Reduced mDab1 expression level and congestion of migrating neurons just beneath the subplate in Brn-1/Brn-2 mutant cortex. (A) RT-PCR analysis for mDab1, p35, CDK5, and β-actin mRNA expression in the E16.5 dorsal cortex of wild-type (+/+), Brn-1/Brn-2 double heterozygotes (+/−), and Brn-1/Brn-2 double homozygotes (−/−), and (B) quantitation of their mRNA levels in Brn-1/Brn-2 double heterozygotes (n = 5) and Brn-1/Brn-2 double homozygotes (n = 5) relative to those of wild-type embryos (n = 4). In situ hybridization using mDab1 (C–F), p35 (G,H), and Brn-4 (M–P) riboprobes (blue) and immunostaining against CSPGs (green) (I,J) and BrdU labeled at E14.5 (brown) (K,L) on sagittal sections of E15.5 (C,D,M,N) and E16.5 (E–L,O,P) wild-type (C,E,G,I,K,M,O) and Brn-1/Brn-2 mutant (D,F, H,J,L,N,P) cortices.

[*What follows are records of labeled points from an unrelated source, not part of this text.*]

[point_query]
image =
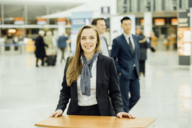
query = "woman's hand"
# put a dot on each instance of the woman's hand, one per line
(57, 113)
(124, 114)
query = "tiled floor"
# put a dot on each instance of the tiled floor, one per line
(29, 94)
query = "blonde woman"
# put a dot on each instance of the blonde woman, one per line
(90, 80)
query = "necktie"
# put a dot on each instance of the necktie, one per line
(131, 45)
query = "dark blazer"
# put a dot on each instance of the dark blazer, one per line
(40, 47)
(124, 59)
(143, 47)
(107, 90)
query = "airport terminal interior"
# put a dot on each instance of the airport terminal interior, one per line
(29, 94)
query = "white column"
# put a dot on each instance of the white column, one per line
(147, 23)
(191, 37)
(61, 29)
(2, 14)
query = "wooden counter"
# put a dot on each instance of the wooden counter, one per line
(72, 121)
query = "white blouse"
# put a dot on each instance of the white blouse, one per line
(84, 100)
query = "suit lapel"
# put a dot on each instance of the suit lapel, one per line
(126, 44)
(134, 40)
(99, 70)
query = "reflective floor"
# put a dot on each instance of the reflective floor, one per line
(29, 94)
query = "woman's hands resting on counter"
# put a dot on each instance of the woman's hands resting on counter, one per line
(119, 115)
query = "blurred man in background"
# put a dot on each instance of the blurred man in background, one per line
(99, 23)
(40, 48)
(62, 44)
(125, 52)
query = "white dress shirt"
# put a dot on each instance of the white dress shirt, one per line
(104, 48)
(132, 41)
(127, 39)
(84, 100)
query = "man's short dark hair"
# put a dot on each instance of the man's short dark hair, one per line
(125, 18)
(94, 21)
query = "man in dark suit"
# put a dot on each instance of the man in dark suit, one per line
(125, 52)
(99, 23)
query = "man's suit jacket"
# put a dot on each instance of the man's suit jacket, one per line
(109, 51)
(124, 59)
(106, 86)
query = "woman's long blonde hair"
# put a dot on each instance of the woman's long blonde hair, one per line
(75, 65)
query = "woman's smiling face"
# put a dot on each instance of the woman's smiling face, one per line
(88, 40)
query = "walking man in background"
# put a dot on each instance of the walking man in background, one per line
(62, 44)
(99, 23)
(125, 52)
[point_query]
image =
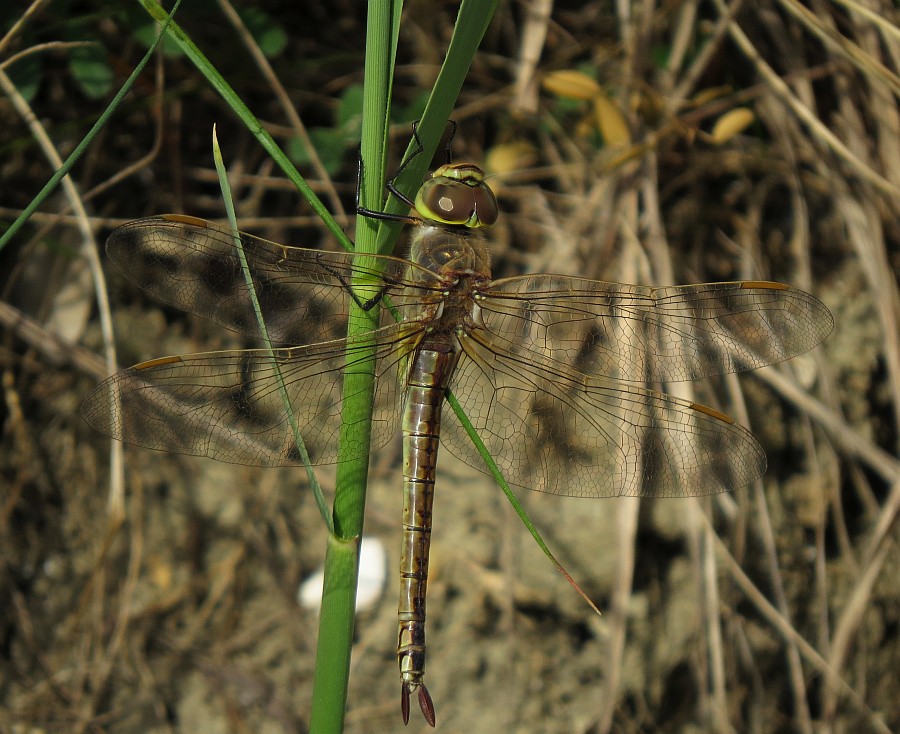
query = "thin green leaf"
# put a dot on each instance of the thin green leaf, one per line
(248, 118)
(86, 141)
(264, 333)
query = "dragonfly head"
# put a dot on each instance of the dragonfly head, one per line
(456, 194)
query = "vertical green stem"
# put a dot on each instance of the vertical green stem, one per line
(342, 556)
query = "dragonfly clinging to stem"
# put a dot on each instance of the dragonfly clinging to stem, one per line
(550, 369)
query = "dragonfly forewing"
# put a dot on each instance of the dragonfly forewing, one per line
(640, 334)
(305, 295)
(228, 405)
(554, 430)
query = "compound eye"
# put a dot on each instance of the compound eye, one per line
(450, 202)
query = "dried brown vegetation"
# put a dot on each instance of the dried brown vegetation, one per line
(168, 603)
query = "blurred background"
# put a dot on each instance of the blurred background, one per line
(633, 141)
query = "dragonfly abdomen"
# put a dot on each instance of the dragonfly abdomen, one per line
(429, 375)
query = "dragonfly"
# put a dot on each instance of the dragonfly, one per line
(552, 371)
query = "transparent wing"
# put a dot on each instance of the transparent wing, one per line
(638, 333)
(304, 294)
(554, 430)
(228, 406)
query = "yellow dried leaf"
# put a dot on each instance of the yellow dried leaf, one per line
(611, 122)
(730, 124)
(571, 84)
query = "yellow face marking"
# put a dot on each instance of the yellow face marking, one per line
(711, 412)
(765, 285)
(184, 219)
(159, 362)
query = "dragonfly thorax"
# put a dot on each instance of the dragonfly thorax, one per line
(452, 252)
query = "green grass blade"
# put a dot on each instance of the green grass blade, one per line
(471, 25)
(87, 140)
(510, 495)
(264, 333)
(342, 558)
(247, 117)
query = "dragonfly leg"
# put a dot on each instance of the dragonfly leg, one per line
(425, 702)
(364, 305)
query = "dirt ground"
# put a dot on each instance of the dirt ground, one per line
(774, 608)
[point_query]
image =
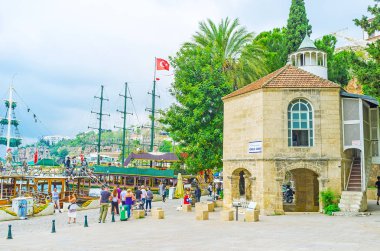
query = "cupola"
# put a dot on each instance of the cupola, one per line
(309, 58)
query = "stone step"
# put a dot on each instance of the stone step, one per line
(355, 172)
(344, 193)
(354, 185)
(351, 214)
(354, 197)
(354, 182)
(356, 189)
(349, 202)
(355, 178)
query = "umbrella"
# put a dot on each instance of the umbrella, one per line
(179, 191)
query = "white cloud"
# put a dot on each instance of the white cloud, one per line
(63, 50)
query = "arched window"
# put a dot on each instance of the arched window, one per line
(300, 123)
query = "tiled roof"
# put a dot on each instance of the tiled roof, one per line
(286, 77)
(307, 43)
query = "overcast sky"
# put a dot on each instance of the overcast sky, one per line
(58, 53)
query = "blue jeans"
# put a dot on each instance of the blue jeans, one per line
(128, 208)
(148, 204)
(143, 200)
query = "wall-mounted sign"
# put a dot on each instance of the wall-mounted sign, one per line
(255, 147)
(356, 143)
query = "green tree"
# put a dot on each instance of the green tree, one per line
(63, 153)
(339, 63)
(166, 146)
(242, 64)
(196, 119)
(367, 70)
(274, 46)
(298, 25)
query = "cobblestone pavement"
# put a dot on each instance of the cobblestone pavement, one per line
(180, 231)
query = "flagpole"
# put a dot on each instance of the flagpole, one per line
(153, 106)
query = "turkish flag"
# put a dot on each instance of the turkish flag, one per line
(35, 157)
(162, 64)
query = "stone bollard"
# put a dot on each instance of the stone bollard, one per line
(9, 237)
(252, 215)
(218, 203)
(138, 214)
(227, 215)
(204, 206)
(85, 221)
(186, 208)
(201, 215)
(53, 226)
(158, 214)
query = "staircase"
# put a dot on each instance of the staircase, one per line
(352, 200)
(355, 180)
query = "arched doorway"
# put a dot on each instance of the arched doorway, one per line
(306, 188)
(241, 184)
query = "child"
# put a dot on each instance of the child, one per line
(72, 210)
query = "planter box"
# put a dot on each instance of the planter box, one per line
(186, 208)
(93, 205)
(227, 215)
(204, 206)
(251, 215)
(201, 215)
(4, 216)
(219, 203)
(49, 210)
(138, 214)
(158, 214)
(371, 194)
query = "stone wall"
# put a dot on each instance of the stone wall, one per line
(262, 115)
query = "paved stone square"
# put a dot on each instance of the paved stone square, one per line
(180, 231)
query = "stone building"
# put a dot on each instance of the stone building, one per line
(294, 126)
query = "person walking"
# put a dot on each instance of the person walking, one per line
(161, 188)
(209, 189)
(104, 201)
(143, 196)
(55, 198)
(165, 193)
(122, 196)
(377, 184)
(198, 194)
(72, 210)
(129, 199)
(149, 198)
(115, 202)
(118, 192)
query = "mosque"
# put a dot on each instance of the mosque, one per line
(296, 127)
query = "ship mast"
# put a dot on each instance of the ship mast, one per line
(9, 118)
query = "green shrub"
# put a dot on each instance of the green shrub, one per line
(331, 208)
(221, 195)
(329, 202)
(328, 198)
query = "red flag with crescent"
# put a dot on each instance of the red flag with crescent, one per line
(162, 64)
(35, 156)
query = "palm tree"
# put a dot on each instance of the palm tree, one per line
(243, 61)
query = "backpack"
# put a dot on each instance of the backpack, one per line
(149, 195)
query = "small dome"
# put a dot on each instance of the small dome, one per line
(307, 44)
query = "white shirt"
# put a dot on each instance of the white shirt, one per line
(143, 194)
(55, 195)
(122, 195)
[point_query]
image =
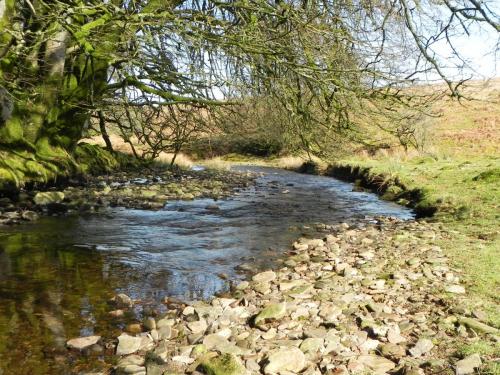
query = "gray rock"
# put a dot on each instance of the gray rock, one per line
(266, 276)
(82, 343)
(48, 197)
(123, 301)
(376, 364)
(291, 359)
(312, 345)
(421, 347)
(149, 323)
(456, 289)
(271, 312)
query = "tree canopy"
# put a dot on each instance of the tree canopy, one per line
(328, 66)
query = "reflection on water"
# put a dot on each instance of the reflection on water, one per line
(57, 274)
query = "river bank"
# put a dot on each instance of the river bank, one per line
(149, 187)
(342, 303)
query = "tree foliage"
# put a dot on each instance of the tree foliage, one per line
(330, 66)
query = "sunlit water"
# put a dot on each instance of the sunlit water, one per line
(57, 275)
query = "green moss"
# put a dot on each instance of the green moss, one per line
(491, 175)
(483, 348)
(225, 364)
(12, 131)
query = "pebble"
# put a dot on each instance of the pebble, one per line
(468, 365)
(82, 343)
(351, 307)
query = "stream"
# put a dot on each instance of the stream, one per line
(57, 274)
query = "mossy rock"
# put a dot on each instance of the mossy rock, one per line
(271, 312)
(225, 364)
(48, 197)
(392, 193)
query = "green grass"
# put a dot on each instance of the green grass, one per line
(459, 173)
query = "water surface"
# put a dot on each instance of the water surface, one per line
(57, 274)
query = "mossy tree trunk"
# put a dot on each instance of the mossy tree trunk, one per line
(50, 81)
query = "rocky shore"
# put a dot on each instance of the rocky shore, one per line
(134, 189)
(378, 298)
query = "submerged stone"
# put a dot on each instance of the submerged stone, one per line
(225, 364)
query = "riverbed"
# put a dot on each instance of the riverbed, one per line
(57, 274)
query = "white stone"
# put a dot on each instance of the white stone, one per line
(81, 343)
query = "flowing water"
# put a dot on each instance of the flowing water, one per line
(56, 275)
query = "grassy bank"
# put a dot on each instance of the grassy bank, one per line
(458, 176)
(22, 168)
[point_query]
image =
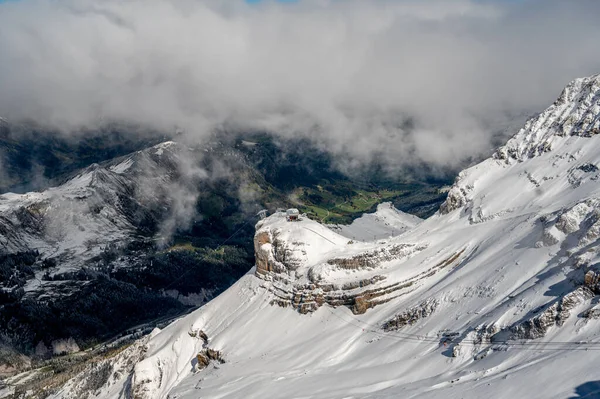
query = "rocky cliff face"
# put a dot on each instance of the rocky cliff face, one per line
(300, 282)
(495, 291)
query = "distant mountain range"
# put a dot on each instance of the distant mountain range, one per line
(495, 295)
(124, 235)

All nuclei were stained with DAPI (blue) in I and J. Although mDab1 expression is detected in wild-type and Brn-1/Brn-2 mutant cortices (C,D) at E15.5 when Brn-4 is expressed (M,N), it is hardly detectable in E16.5 mutant cortex (F) when and where Brn-4 expression is decreased (P). The p35-expressing neurons in Brn-1/Brn-2 mutant cortex are less abundant in the CP and more so in the IZ beneath the SP (H) compared with wild-type (G). Immunolabeling for CSPGs, which is intense in the MZ and the SP (I,J), shows proper splitting of the preplate into the MZ and SP and abnormal cell congestion just beneath the CSPG-positive SP (white arrowheads) in Brn-1/Brn-2 mutant cortex (J). In the wild-type cortex, the majority of E14.5-born neurons are found in the IZ, and some of them have already entered into the CP (K), whereas in Brn-1/Brn-2 mutant cortex, none of the E14.5-born cells are found in the CP, and all of them stay beneath the presumptive SP (L). Scale bar: (C–P) 100 μm.